He was approximately 75 pounds and appeared to be wasting away. Although he was only 43 years old, he had end-stage AIDS. Even in this cachectic state, he continued to refuse to eat the hospital food because he didn’t like it. After speaking at length with him, he said that he only wanted porridge with meat or “fat cakes,” both of which we did not serve in the hospital. He was told that his family was allowed to bring food to him in the hospital, yet day after day, the family was nowhere in sight, so he continued to starve. As a physician, how could I help this chronically ill man with the tools of modern medicine in a foreign country?
For those of us, health care workers, who are involved in global health, it can be difficult to find your role when working in another country. Where do you insert yourself in a foreign medical system without causing more harm than good? If we only spend a short period of time, such as a month in a country, will there be someone with the same skill set to take our place when we leave? If we bring antibiotics and medications to a community, what happens when they run out? If we screen and diagnose medical problems, will there be enough resources to actually treat the patient? Are we leaving the community or hospital a better place than when we came?

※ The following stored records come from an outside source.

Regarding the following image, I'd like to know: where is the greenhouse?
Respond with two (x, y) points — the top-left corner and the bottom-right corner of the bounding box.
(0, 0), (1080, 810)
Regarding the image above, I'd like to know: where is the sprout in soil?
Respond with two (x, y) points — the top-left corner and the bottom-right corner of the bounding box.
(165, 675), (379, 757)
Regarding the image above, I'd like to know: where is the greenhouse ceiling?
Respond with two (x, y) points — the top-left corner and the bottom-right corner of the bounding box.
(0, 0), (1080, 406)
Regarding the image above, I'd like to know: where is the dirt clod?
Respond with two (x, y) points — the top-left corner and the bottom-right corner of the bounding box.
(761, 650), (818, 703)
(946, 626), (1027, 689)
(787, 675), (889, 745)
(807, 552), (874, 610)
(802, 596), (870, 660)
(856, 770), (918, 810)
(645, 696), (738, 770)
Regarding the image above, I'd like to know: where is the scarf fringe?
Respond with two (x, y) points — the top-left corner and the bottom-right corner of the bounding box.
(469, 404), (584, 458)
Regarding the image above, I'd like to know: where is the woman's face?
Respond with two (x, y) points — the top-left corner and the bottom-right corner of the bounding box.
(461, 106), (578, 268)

All of these questions travel through my mind each time I work abroad. According to the WHO, by 2035, there will be a shortage of 12.9 million health care workers. So there’s no doubt that developing countries need more physicians and other health care workers. However, this dilemma cannot always be solved by training the personnel within the country. If you force individuals to pursue medicine as a career, will they be passionate about being a health care worker and have the necessary motivation to take care of patients? And, then, if foreign physicians are still required, we continue to face the same issues. While I am working in a country, I want to make an impact and meet the community’s needs while simultaneously being culturally competent, which can be difficult when only in the country for a short period of time.
I have worked in Mexico, Peru, India, and Botswana, both working within a hospital and in self-run clinics. In my most recent experience, I worked in an inpatient setting supervising trainees who obtained their medical training in various countries as well as helping to create curriculum for their intern year. The goal was to create a sustainable system that functioned equally well even after we, as providers, left the country. This would avoid the much-too-common problem of only providing short-term assistance as we aimed to leave a long-lasting impact. However, we learned that the skills we already possessed weren’t always applicable in another country.
That day, I felt truly helpless in treating my patient’s malnutrition. Even with all of the medications given to treat his opportunistic infections, he would not improve without proper nutrition. What the patient wanted was a “fat cake,” which is similar to a donut. While not healthy at all, it was better than the patient not eating anything at all. Day after day, I bought him a “fat cake” from a local vendor outside the hospital and watched with joy while he indulged each morning. Sometimes, we struggle with finding our role as physicians in an unfamiliar medical environment. I have had the opportunity to see how different health care systems work and how cultures define “health,” which can be dramatically different even in the same region. Some of the tools we’ve learned in our training can be applied, and some cannot. Not only is the epidemiology of disease different, but the workplace culture, resources, distribution of knowledge, and overall values of the community as well. We need to be adaptable and find where we can perform the greatest good while causing the least amount of harm for our patients as well as the local health care workers. For me, it is still an ongoing process.
Farrell Tobolowsky is an infectious disease fellow.